2. A method of generating a text and image based multi-modality brain lesion image according to claim 1, characterized by: the fine tuning described in S2 is specifically: the pre-trained weighted model of the large-scale text image pair is loaded as an initialization model, and text-image data based on the brain focus image generated locally is used for continuous training on the initialization model, so that fine adjustment of model weights is completed.

3. A method of generating a text and image based multi-modality brain lesion image according to claim 1, characterized by: the cyclic fine adjustment in S4 is specifically: and (3) taking the preliminary fine tuning model in the step (S2) as an initialization model, and training the model again by using the data generated by expansion in the step (S3) and the original data to finish secondary fine tuning of the model parameters.
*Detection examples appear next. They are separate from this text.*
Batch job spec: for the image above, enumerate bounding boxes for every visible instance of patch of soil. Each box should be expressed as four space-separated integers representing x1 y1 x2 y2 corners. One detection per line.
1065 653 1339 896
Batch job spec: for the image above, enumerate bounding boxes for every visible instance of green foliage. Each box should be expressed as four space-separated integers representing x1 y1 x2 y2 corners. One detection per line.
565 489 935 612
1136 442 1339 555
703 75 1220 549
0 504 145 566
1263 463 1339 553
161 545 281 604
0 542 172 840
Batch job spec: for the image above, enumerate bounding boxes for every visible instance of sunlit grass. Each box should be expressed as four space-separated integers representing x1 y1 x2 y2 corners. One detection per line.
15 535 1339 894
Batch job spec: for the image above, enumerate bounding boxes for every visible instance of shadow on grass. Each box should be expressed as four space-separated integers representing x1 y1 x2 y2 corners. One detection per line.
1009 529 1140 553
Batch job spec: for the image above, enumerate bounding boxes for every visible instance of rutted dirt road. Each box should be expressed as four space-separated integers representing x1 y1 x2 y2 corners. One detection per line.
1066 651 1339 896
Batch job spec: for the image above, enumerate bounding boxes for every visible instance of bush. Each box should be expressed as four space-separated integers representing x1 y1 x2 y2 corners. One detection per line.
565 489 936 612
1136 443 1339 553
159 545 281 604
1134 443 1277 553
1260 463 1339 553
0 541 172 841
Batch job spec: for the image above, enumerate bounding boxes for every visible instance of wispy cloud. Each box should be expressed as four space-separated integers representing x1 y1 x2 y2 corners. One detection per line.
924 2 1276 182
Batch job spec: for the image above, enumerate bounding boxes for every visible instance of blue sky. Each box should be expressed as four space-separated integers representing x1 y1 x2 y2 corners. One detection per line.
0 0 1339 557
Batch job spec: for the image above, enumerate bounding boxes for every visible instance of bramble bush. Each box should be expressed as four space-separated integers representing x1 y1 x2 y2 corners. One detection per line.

4. A brain focus image generation system, characterized by: the system can be used to implement the brain focus image generation method of any one of claims 1 to 3;

the brain focus image generation system includes: the system comprises a data collection module, a fine adjustment module, a data expansion module and a marked image generation module;

and a fine adjustment module: the image and the text are respectively encoded, namely, both the image and the text are converted into a common embedded space, and then the matching is carried out by calculating the similarity between the image and the text;

and a data expansion module: performing image generation and variant generation according to the required text requirement by using the trimmed DALLE2 model;

the annotation image generation module is used for editing the target image by using the circularly fine-tuned model, providing mask appointed editing areas and text description to generate a target focus; thereby generating a lesion image with labels.

5. A computer-readable storage medium having stored thereon a computer program which, when executed by a processor, implements the brain lesion image generation method according to any one of claims 1 to 3.